12 Ocak 2014 Pazar

Bir Gülüşün Yolculuğu

Güldüğü zamanlarda aklına gelebiliyor muyum,bilmiyorum.
Onun ne zaman güldüğünü de bilmiyorum son zamanlarda.
Aklımın içinde hep gülüyor. Kahkaha atmıyor ama gülüyor. Gözleri kısılıyor,dudakları yayılıyor,sesinin tınısı değişiyor. Özetle bir yol problemindeki arabanın "A" noktasından "B" noktasına gitmesi gibi bir duruştan başka bir duruşa geçiyor sevdiğim adam. O ilerliyor ben kalıyorum yerimde.
"A" noktası ile "B" noktasının arasında kalan özlem kavramı beni çıktığım o yolun sonuna götüremedi bir türlü.  Sevdiğim adam her ne kadar iki nokta arası yolculuğa çıksa da ben o yolculuğun sonundaki noktaya ulaşamadım. Ulaşabildiğim tek nokta: sevdiğim adamın hayatındaki en uzak noktaydı. Şimdilerde o  noktadan saatte on milyon kilometre hızla uzaklaşıyorum.
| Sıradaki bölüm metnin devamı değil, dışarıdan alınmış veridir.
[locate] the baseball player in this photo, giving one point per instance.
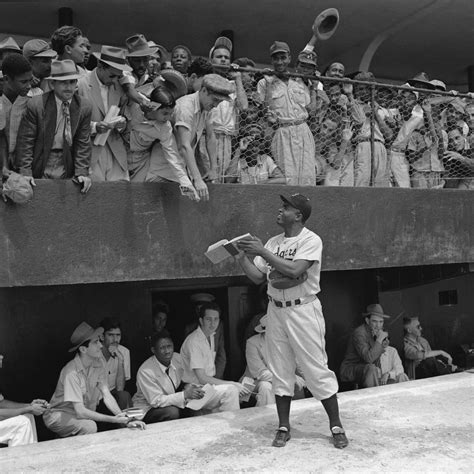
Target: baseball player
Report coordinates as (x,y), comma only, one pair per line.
(291,262)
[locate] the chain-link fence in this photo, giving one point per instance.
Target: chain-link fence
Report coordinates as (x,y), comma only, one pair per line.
(313,130)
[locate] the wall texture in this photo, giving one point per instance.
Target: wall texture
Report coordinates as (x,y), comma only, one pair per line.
(122,232)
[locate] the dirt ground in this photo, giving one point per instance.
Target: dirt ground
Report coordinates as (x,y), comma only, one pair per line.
(424,426)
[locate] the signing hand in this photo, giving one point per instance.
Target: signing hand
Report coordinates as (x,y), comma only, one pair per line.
(251,246)
(193,392)
(102,127)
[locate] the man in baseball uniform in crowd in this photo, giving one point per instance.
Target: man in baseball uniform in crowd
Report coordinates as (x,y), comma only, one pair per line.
(291,261)
(287,100)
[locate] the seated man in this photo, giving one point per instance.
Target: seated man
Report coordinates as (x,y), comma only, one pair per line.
(198,353)
(82,383)
(257,368)
(422,362)
(17,425)
(158,383)
(391,367)
(54,136)
(116,359)
(361,363)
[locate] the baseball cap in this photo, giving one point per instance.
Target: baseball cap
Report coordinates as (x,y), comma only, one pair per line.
(300,202)
(218,85)
(279,47)
(38,49)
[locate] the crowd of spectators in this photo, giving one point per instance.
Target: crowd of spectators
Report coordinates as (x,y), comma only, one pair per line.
(141,114)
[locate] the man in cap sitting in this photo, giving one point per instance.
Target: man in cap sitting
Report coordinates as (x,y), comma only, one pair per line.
(257,367)
(422,361)
(288,99)
(82,384)
(160,391)
(101,87)
(17,423)
(361,363)
(191,120)
(40,55)
(224,118)
(54,135)
(198,354)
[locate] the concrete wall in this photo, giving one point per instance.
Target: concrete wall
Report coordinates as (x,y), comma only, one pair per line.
(122,232)
(36,322)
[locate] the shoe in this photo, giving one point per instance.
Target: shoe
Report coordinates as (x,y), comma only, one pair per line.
(281,437)
(339,437)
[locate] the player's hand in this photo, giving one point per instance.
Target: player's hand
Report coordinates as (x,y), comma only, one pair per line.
(300,382)
(136,425)
(201,189)
(193,392)
(251,246)
(384,379)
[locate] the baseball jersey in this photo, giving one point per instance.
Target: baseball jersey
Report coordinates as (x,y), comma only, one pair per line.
(305,246)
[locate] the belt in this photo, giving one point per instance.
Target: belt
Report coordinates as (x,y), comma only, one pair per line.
(368,140)
(297,302)
(289,124)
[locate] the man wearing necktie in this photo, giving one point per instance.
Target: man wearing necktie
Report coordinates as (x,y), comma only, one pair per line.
(159,380)
(54,135)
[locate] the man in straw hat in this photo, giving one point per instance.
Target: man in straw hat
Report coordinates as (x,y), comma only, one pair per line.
(82,384)
(291,262)
(361,363)
(101,87)
(17,423)
(54,135)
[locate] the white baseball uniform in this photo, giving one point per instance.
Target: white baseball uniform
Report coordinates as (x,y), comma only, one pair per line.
(295,332)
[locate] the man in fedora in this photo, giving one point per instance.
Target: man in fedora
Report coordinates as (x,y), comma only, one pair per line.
(361,363)
(191,120)
(40,55)
(101,87)
(54,135)
(82,384)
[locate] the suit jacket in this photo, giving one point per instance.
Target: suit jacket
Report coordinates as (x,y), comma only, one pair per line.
(155,389)
(362,349)
(89,88)
(36,135)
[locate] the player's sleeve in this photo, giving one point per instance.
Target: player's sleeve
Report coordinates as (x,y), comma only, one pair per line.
(183,114)
(310,249)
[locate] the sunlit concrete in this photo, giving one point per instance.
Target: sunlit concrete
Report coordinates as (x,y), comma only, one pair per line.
(417,426)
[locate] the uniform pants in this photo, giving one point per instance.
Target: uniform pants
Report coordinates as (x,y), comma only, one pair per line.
(18,430)
(400,169)
(66,424)
(364,162)
(226,398)
(294,335)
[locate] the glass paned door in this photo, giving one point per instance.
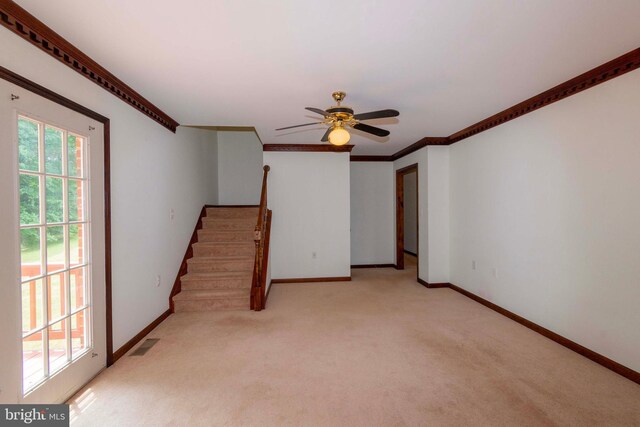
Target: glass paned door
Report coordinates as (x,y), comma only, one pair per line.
(55,225)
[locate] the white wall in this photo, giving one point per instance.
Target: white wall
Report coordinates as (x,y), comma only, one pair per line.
(410,203)
(309,196)
(438,215)
(551,201)
(152,171)
(239,168)
(372,213)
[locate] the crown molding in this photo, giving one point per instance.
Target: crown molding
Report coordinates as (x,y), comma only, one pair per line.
(370,158)
(615,68)
(605,72)
(320,148)
(27,26)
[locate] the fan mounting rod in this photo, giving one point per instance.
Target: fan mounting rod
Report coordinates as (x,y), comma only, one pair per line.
(339,96)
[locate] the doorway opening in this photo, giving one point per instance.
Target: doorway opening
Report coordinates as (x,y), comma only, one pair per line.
(407,222)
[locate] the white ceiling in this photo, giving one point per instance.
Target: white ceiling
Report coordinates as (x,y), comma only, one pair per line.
(443,64)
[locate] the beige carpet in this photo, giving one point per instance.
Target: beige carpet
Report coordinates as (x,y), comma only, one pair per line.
(378,351)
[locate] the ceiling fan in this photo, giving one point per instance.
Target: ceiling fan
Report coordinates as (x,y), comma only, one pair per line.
(338,116)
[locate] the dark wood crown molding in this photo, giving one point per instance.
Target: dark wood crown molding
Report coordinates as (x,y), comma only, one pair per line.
(418,145)
(615,68)
(27,26)
(321,148)
(357,158)
(605,72)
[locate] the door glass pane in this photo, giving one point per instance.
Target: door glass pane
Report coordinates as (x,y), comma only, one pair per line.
(57,346)
(32,360)
(57,296)
(76,288)
(53,150)
(32,313)
(74,161)
(52,182)
(79,332)
(29,199)
(55,248)
(30,254)
(28,147)
(74,198)
(54,201)
(76,245)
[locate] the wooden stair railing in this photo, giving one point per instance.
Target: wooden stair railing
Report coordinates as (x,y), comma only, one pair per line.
(261,238)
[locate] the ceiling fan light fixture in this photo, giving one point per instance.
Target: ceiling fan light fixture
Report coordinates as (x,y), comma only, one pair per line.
(339,136)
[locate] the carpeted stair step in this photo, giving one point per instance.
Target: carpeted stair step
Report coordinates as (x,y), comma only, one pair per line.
(231,213)
(217,280)
(212,249)
(208,235)
(229,224)
(212,300)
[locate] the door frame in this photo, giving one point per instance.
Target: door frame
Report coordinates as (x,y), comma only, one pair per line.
(31,86)
(400,173)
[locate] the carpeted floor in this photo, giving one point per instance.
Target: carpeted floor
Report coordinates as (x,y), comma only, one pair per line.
(378,351)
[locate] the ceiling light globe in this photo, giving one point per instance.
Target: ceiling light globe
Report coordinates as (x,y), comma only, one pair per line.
(339,136)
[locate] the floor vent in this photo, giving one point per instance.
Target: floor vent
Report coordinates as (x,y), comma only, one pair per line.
(145,346)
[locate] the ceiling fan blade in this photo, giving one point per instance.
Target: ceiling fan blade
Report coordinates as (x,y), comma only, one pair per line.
(318,111)
(325,137)
(370,129)
(297,126)
(376,114)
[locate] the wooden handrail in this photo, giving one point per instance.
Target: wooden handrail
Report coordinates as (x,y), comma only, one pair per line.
(258,283)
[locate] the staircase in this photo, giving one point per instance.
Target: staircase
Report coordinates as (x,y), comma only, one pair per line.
(220,272)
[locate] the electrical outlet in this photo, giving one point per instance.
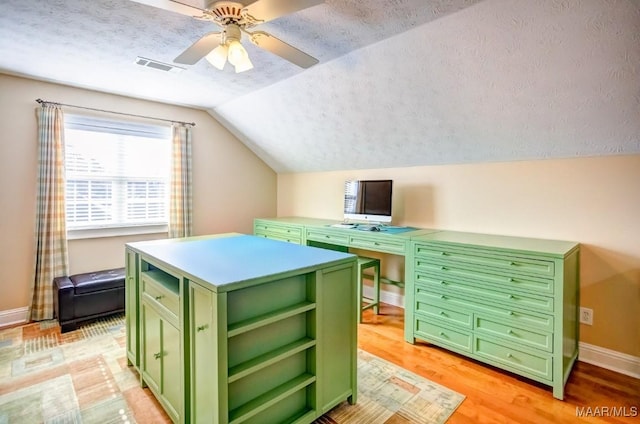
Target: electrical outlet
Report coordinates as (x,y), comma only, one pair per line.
(586,316)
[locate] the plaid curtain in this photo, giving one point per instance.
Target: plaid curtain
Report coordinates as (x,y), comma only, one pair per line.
(51,259)
(180,210)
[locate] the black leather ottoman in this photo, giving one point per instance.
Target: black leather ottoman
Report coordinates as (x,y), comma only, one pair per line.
(87,296)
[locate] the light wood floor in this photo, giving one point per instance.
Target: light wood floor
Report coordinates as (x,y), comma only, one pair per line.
(496,396)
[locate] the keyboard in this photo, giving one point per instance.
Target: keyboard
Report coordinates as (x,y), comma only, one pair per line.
(343,225)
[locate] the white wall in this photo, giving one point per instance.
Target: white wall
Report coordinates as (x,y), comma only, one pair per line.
(594,201)
(231,185)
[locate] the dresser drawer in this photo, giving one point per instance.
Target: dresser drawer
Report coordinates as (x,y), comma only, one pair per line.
(443,313)
(484,258)
(499,278)
(429,331)
(161,289)
(495,327)
(379,244)
(328,236)
(509,300)
(531,363)
(434,296)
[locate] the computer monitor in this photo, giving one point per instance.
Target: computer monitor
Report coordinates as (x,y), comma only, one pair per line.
(368,200)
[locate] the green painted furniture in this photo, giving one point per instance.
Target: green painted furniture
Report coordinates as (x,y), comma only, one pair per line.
(365,263)
(242,329)
(511,302)
(507,301)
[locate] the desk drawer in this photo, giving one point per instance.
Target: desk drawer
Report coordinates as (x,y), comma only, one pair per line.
(486,258)
(378,244)
(162,289)
(328,236)
(292,234)
(527,363)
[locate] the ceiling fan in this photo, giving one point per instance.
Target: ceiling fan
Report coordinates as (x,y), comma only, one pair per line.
(236,18)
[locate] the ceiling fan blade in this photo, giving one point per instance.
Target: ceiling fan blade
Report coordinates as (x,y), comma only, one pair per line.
(172,6)
(282,49)
(199,49)
(267,10)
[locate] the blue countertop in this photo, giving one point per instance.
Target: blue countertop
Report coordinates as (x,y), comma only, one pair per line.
(224,259)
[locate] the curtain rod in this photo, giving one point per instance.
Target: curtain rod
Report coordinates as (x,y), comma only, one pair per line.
(117,113)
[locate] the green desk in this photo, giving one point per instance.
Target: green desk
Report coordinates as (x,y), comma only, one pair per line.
(234,328)
(511,302)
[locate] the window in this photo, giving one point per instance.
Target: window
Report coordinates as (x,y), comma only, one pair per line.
(117,175)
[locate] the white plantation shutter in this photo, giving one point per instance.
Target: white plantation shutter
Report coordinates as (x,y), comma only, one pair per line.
(117,173)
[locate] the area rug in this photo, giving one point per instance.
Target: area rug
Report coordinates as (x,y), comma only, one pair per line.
(82,377)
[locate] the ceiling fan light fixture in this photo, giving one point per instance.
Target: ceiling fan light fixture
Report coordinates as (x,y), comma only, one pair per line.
(237,53)
(218,56)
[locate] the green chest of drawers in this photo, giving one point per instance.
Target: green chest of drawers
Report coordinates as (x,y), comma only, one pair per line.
(510,302)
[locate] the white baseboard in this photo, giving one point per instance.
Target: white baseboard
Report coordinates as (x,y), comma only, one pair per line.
(609,359)
(395,299)
(14,316)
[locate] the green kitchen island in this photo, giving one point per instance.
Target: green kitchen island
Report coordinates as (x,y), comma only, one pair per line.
(234,328)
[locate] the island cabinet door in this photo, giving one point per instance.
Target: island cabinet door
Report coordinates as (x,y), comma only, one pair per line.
(131,307)
(337,328)
(205,395)
(152,347)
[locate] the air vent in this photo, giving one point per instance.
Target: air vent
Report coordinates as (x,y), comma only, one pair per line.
(161,66)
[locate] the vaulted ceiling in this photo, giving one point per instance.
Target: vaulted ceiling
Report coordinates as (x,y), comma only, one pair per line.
(398,83)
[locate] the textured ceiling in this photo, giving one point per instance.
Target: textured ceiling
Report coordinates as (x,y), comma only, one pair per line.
(399,83)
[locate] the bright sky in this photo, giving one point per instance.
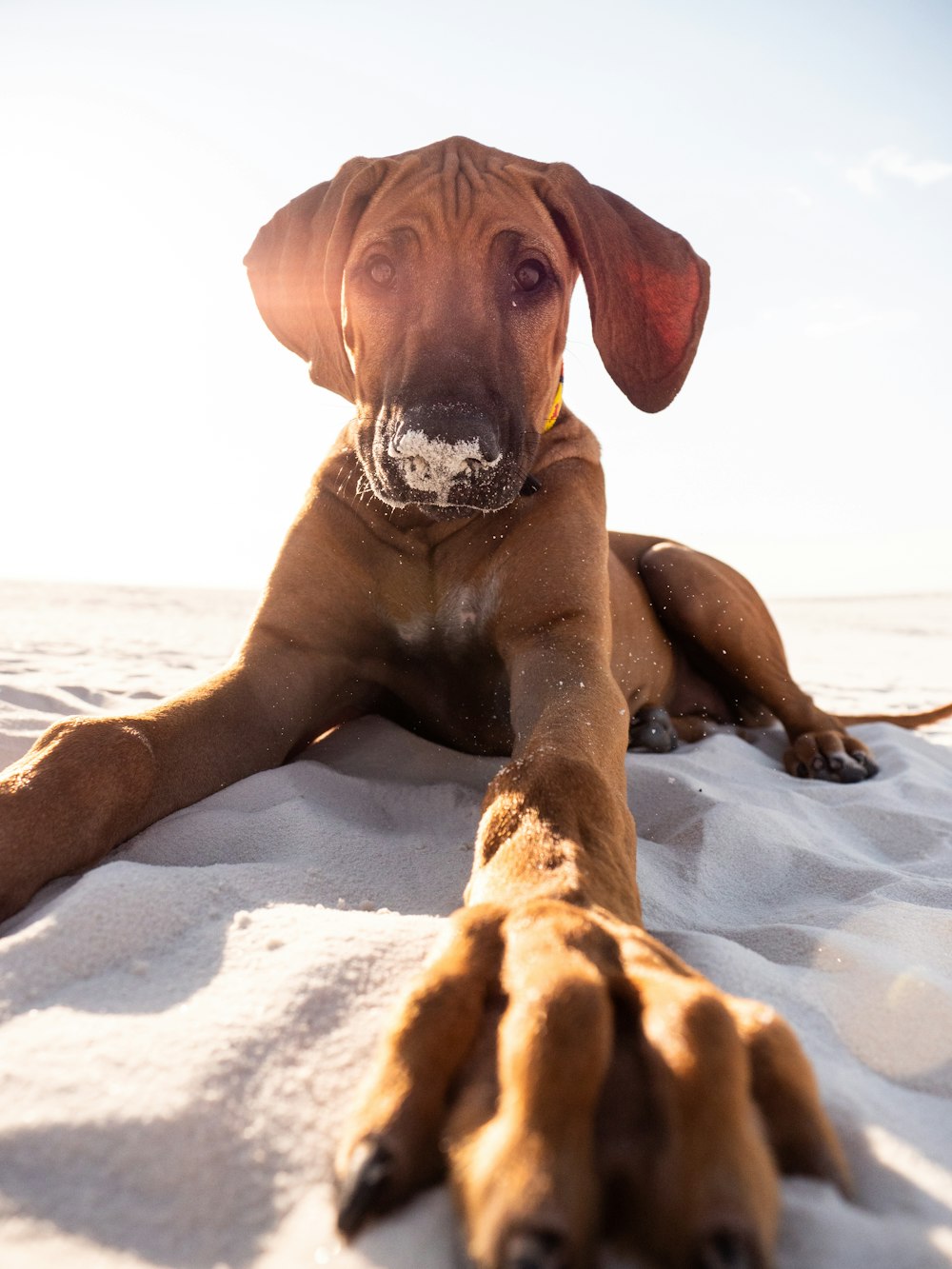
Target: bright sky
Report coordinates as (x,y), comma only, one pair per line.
(154,431)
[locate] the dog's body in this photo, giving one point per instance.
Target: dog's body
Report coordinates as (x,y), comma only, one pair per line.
(451,568)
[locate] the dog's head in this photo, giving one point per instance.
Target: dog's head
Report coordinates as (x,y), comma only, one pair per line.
(432,289)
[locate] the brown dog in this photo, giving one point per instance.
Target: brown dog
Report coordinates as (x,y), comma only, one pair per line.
(451,570)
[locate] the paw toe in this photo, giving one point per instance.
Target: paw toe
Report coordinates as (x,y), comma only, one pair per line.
(651,728)
(535,1249)
(364,1191)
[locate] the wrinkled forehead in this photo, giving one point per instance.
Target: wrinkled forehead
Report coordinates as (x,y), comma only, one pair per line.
(461,208)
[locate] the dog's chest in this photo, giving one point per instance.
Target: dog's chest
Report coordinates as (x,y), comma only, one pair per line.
(444,671)
(447,625)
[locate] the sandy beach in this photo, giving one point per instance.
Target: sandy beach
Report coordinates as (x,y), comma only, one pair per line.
(182,1028)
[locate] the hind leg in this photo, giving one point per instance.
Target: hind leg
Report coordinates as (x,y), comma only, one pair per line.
(720,620)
Çünkü çizilen problem çizgisinde başka yol yok. Tıpkı sevdiğim adamın  hayatında aşka yer olmadığı gibi.  Gidilen yoldan,varılacak yoldan uzaklaşmazsam sevdiğim adamın gülüşünü alıp bilinmezlik havuzuma o klasik çizim, minik yol problemleri arabasıyla düşerim. Boğulurum.
Sevdiğim adamın gülüşüyle boğulurum. Özlemiyle boğulduğum gibi. Mutluluğuyla boğulduğum gibi.